EBS is cheaper than EFS,
Performance
There are two performance modes:
- “General Purpose” performance mode is appropriate for most file systems.
- “Max I/O” performance mode is optimized for applications where tens, hundreds, or thousands of EC2 instances are accessing the file system.
Amazon EFS is designed to burst to allow high throughput levels for periods of time.
Amazon EFS file systems are distributed across an unconstrained number of storage servers, enabling file systems to grow elastically to petabyte scale and allowing massively parallel access from Amazon EC2 instances to your data
Access Control:
- When you create a file system, you create endpoints in your VPC called “mount targets”
- When mounting from an EC2 instance, your file system’s DNS name, which you provide in your mount command, resolves to a mount target’s IP address.
- You can control who can administer your file system using IAM.
- You can control access to files and directories with POSIX-compliant user and group-level permissions.
- POSIX permissions allow you to restrict access from hosts by user and group.

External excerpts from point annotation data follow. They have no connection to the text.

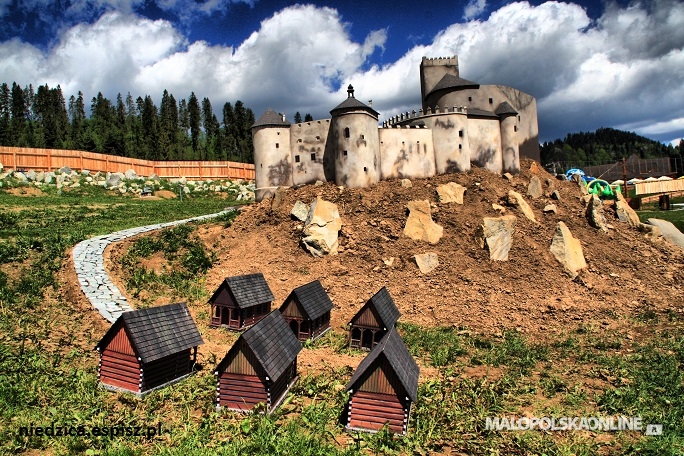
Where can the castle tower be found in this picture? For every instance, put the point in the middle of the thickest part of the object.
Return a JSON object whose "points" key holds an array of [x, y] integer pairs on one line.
{"points": [[272, 154], [356, 144], [508, 119]]}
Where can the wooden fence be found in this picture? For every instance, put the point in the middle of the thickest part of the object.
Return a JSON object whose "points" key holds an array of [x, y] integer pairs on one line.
{"points": [[24, 158]]}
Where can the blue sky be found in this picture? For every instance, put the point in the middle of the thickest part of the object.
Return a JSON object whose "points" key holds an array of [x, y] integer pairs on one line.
{"points": [[589, 64]]}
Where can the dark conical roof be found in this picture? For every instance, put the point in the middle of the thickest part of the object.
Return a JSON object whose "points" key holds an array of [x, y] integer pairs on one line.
{"points": [[271, 118], [449, 81], [505, 109]]}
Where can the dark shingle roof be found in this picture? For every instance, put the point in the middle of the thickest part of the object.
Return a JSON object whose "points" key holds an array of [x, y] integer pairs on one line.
{"points": [[352, 104], [313, 298], [474, 112], [386, 308], [449, 81], [505, 109], [157, 332], [271, 118], [249, 290], [398, 356], [273, 343]]}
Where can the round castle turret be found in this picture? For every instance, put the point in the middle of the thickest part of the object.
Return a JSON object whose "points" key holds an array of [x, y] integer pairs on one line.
{"points": [[356, 143], [272, 156]]}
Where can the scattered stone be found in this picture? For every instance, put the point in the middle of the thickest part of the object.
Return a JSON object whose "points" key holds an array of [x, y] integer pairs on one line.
{"points": [[668, 231], [568, 251], [515, 199], [498, 236], [451, 193], [419, 225], [595, 214], [534, 189], [426, 262], [300, 211], [322, 228], [625, 213]]}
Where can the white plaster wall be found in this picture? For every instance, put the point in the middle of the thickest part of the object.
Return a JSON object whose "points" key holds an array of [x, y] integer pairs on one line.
{"points": [[308, 143], [406, 153], [272, 160], [484, 136]]}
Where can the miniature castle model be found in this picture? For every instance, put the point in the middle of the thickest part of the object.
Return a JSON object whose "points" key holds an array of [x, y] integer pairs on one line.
{"points": [[460, 123]]}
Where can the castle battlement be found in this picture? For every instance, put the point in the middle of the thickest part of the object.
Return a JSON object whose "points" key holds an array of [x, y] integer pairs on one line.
{"points": [[460, 124]]}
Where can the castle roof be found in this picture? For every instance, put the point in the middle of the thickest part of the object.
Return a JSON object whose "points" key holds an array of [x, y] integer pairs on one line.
{"points": [[352, 104], [505, 109], [449, 81], [271, 119]]}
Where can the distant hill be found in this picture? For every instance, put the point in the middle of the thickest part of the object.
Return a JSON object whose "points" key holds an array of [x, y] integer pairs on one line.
{"points": [[605, 145]]}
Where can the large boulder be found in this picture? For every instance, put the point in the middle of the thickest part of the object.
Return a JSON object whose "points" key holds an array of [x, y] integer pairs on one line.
{"points": [[321, 228], [516, 200], [498, 236], [451, 193], [426, 262], [625, 213], [568, 250], [595, 214], [669, 231], [419, 225], [535, 189]]}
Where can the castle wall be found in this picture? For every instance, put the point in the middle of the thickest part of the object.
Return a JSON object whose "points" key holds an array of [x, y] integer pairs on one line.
{"points": [[308, 141], [356, 154], [525, 104], [450, 137], [406, 153], [272, 160], [484, 136]]}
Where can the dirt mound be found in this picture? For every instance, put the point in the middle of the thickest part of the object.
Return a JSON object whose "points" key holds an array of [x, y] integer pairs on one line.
{"points": [[627, 274]]}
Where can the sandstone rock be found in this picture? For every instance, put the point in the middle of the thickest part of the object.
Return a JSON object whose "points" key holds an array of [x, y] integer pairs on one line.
{"points": [[426, 262], [669, 231], [625, 213], [498, 236], [300, 211], [419, 225], [568, 250], [322, 227], [534, 189], [595, 214], [451, 193], [515, 199]]}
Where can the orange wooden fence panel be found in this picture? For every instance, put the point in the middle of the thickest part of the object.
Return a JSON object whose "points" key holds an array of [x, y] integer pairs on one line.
{"points": [[24, 158]]}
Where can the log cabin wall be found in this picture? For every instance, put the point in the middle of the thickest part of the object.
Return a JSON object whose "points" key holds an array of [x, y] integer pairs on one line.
{"points": [[119, 367]]}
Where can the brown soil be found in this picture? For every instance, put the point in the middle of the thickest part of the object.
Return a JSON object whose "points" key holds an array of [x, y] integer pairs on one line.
{"points": [[627, 273]]}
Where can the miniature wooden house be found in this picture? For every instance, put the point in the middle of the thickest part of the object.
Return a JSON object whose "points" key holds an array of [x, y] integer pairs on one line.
{"points": [[383, 387], [148, 349], [373, 320], [307, 311], [240, 301], [260, 367]]}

- EFS Security Groups act as a firewall, and the rules you add define the traffic flow.
EFS Encryption:
- EFS offers the ability to encrypt data at rest and in transit.
- Encryption keys are managed by the AWS Key Management Service (KMS).
- Data encryption in transit uses industry standard Transport Layer Security (TLS) 1.2
- Enable encryption at rest in the EFS console or by using the AWS CLI or SDKs
- Data can be encrypted in transit between your Amazon EFS file system and its clients by using the EFS mount helper.
EFS File Sync:
- EFS File Sync provides a fast and simple way to securely sync existing file systems into Amazon EFS.
- EFS File Sync provides the following benefits:
- Efficient high-performance parallel data transfer that tolerates unreliable and high-latency networks.
- Encryption of data transferred from your IT environment to AWS.
- Data transfer rate up to five times faster than standard Linux copy tools.
- Full and incremental syncs for repetitive transfers.
- When deploying Amazon EFS File Sync on EC2, the instance size must be at least xlarge for your EFS File Sync to function.
- Recommended to use one of the Memory optimized r4.xlarge instance types
- Can choose to run EFS File Sync either on-premises as a virtual machine (VM), or in AWS as an EC2 instance
- Supports VMware ESXi
Compatibility:
EFS is integrated with a number of other AWS services, including CloudWatch, CloudFormation, CloudTrail, IAM, and Tagging services
Pricing and Billing
- EFS is billed only for the amount of file system storage you use per month.
- When using the Provisioned Throughput mode, you pay for the throughput you provision per month.
- There is no minimum fee and there are no set-up charges.
- With EFS File Sync, you pay per-GB for data copied to EFS.